With the help of a $50 million federal grant, Teach for America continues to expand rapidly. By 2015, the program expects its recruits to make up one-quarter of all new teachers in 60 of the nation’s neediest school districts. Critics of the program, however, argue that Teach for America’s strategy for closing the achievement gap needs to evolve in contingency with its expansion. 
According to Phi Delta Kappa, a professional association for educators, 56 percent of Teach for America instructors left after two years to pursue other careers. This low rate of returning teachers has led to demands from critics for a longer training period and a teaching commitment longer than two years. 

Despite this controversy, Teach for America consistently draws in applicants from Occidental, where the institutional philosophy is grounded in a dedication to community engagement. In 2008, Occidental was one of the top small-school contributors to Teach for America, as nine graduates were accepted into the corps. 

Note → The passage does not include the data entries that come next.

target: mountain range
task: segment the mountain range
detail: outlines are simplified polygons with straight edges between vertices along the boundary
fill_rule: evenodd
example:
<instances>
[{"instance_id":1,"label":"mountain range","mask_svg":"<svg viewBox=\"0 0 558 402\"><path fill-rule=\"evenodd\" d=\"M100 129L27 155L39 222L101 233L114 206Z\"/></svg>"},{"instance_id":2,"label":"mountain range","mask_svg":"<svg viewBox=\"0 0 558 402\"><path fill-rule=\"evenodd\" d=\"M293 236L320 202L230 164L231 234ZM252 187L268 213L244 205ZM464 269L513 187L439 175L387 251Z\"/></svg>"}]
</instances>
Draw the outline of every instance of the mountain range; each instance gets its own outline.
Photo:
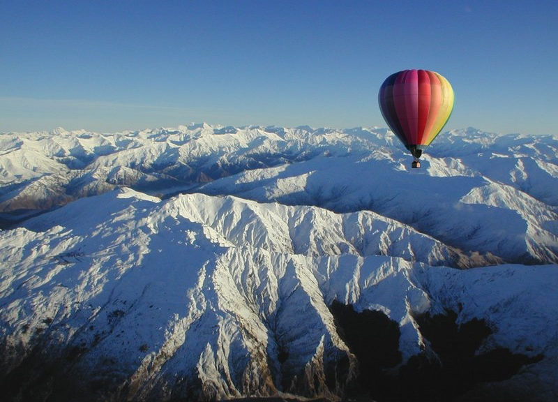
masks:
<instances>
[{"instance_id":1,"label":"mountain range","mask_svg":"<svg viewBox=\"0 0 558 402\"><path fill-rule=\"evenodd\" d=\"M8 400L558 399L558 137L0 134Z\"/></svg>"}]
</instances>

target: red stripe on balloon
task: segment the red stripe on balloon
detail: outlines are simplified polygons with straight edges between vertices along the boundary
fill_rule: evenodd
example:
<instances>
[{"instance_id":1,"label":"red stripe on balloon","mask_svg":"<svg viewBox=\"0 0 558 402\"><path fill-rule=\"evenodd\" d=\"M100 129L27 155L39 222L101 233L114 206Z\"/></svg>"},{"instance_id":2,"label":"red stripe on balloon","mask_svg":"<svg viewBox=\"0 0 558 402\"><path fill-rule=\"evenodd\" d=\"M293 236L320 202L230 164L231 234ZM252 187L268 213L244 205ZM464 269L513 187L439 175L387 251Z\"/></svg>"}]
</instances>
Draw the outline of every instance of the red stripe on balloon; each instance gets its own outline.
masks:
<instances>
[{"instance_id":1,"label":"red stripe on balloon","mask_svg":"<svg viewBox=\"0 0 558 402\"><path fill-rule=\"evenodd\" d=\"M418 70L418 94L417 95L418 105L418 130L416 135L417 144L425 144L426 135L425 128L428 119L430 110L430 79L428 73L424 70Z\"/></svg>"},{"instance_id":2,"label":"red stripe on balloon","mask_svg":"<svg viewBox=\"0 0 558 402\"><path fill-rule=\"evenodd\" d=\"M424 139L428 141L430 137L436 117L440 110L442 105L442 83L439 78L432 71L428 72L430 80L430 105L428 113L428 119L424 128Z\"/></svg>"},{"instance_id":3,"label":"red stripe on balloon","mask_svg":"<svg viewBox=\"0 0 558 402\"><path fill-rule=\"evenodd\" d=\"M410 144L416 144L418 131L418 75L409 70L405 76L405 110L409 124L407 137Z\"/></svg>"},{"instance_id":4,"label":"red stripe on balloon","mask_svg":"<svg viewBox=\"0 0 558 402\"><path fill-rule=\"evenodd\" d=\"M401 124L402 134L405 137L405 142L411 144L411 128L409 127L409 115L407 112L407 102L405 100L407 94L405 94L405 78L408 70L402 71L397 76L393 84L393 103L397 112L398 120Z\"/></svg>"}]
</instances>

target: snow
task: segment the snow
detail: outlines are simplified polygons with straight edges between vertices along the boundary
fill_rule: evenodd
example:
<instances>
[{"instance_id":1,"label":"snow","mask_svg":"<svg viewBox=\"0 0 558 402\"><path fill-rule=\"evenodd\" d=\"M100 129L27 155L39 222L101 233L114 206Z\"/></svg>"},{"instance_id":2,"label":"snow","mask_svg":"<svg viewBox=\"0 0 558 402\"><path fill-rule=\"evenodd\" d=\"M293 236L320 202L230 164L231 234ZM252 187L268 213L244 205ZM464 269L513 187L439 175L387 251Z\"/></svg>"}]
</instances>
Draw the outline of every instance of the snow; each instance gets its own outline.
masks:
<instances>
[{"instance_id":1,"label":"snow","mask_svg":"<svg viewBox=\"0 0 558 402\"><path fill-rule=\"evenodd\" d=\"M484 319L483 350L544 355L508 382L550 401L557 149L469 128L410 171L377 128L0 135L2 211L56 207L0 232L3 375L50 359L68 392L335 398L329 373L356 370L338 300L395 321L404 362L430 347L417 315Z\"/></svg>"}]
</instances>

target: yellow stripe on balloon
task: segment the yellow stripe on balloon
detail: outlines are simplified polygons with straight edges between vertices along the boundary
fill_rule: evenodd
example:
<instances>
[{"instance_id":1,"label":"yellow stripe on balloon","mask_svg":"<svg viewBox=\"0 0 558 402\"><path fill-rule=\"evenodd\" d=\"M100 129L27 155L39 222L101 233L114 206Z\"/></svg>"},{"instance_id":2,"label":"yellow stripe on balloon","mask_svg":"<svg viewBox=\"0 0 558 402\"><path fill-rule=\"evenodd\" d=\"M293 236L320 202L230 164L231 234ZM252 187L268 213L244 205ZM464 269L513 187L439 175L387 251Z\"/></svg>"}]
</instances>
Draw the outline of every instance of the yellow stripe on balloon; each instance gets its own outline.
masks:
<instances>
[{"instance_id":1,"label":"yellow stripe on balloon","mask_svg":"<svg viewBox=\"0 0 558 402\"><path fill-rule=\"evenodd\" d=\"M425 140L423 141L425 145L430 145L430 142L436 137L438 133L448 122L449 117L451 115L451 112L453 110L453 89L449 82L446 80L442 75L436 72L434 73L438 79L440 80L440 85L442 88L442 101L440 103L439 110L438 115L434 124L432 125L432 128L426 136Z\"/></svg>"}]
</instances>

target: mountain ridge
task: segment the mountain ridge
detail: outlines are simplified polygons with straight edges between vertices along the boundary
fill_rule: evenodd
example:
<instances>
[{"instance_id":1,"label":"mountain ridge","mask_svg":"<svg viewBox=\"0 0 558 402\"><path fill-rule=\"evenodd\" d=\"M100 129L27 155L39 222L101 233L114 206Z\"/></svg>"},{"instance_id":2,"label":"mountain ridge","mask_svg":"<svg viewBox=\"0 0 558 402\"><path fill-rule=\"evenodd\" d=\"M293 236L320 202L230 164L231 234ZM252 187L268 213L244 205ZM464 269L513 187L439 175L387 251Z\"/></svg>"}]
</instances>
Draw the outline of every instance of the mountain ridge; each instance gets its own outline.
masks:
<instances>
[{"instance_id":1,"label":"mountain ridge","mask_svg":"<svg viewBox=\"0 0 558 402\"><path fill-rule=\"evenodd\" d=\"M515 367L451 394L425 382L444 400L553 401L558 138L442 133L412 170L394 140L208 124L0 134L0 389L404 401L421 394L414 365L439 373L451 357L435 322L450 339L477 329L470 362ZM335 303L390 328L399 360L365 380L387 391L362 385L368 361Z\"/></svg>"}]
</instances>

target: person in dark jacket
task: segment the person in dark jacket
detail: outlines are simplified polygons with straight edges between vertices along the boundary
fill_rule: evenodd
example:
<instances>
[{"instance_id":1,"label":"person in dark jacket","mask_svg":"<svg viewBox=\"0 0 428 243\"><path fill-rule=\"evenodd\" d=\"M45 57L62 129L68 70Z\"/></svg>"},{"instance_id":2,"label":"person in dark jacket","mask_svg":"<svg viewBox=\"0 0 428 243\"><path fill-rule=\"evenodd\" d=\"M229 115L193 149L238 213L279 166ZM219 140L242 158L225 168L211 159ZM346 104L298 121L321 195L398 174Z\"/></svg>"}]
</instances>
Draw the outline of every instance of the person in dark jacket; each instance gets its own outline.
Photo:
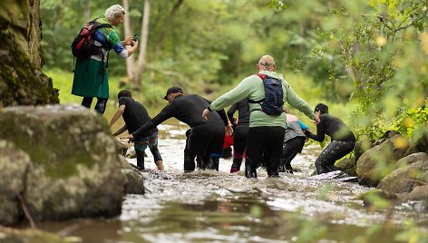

Senior Nora Feichtmeir is Occidental’s campus coordinator for Teach for America. She believes that the program actually possesses a special appeal for Occidental students.

“Oxy’s mission actually mentions a deeply rooted commitment to the public good,” Feichtmeir said. “Here at Oxy we stress the importance of examining the ways privilege and oppression shape life for people in our city, our country and our world. It is a natural progression to want to move from studying oppression in the classroom to taking action against it in our communities.”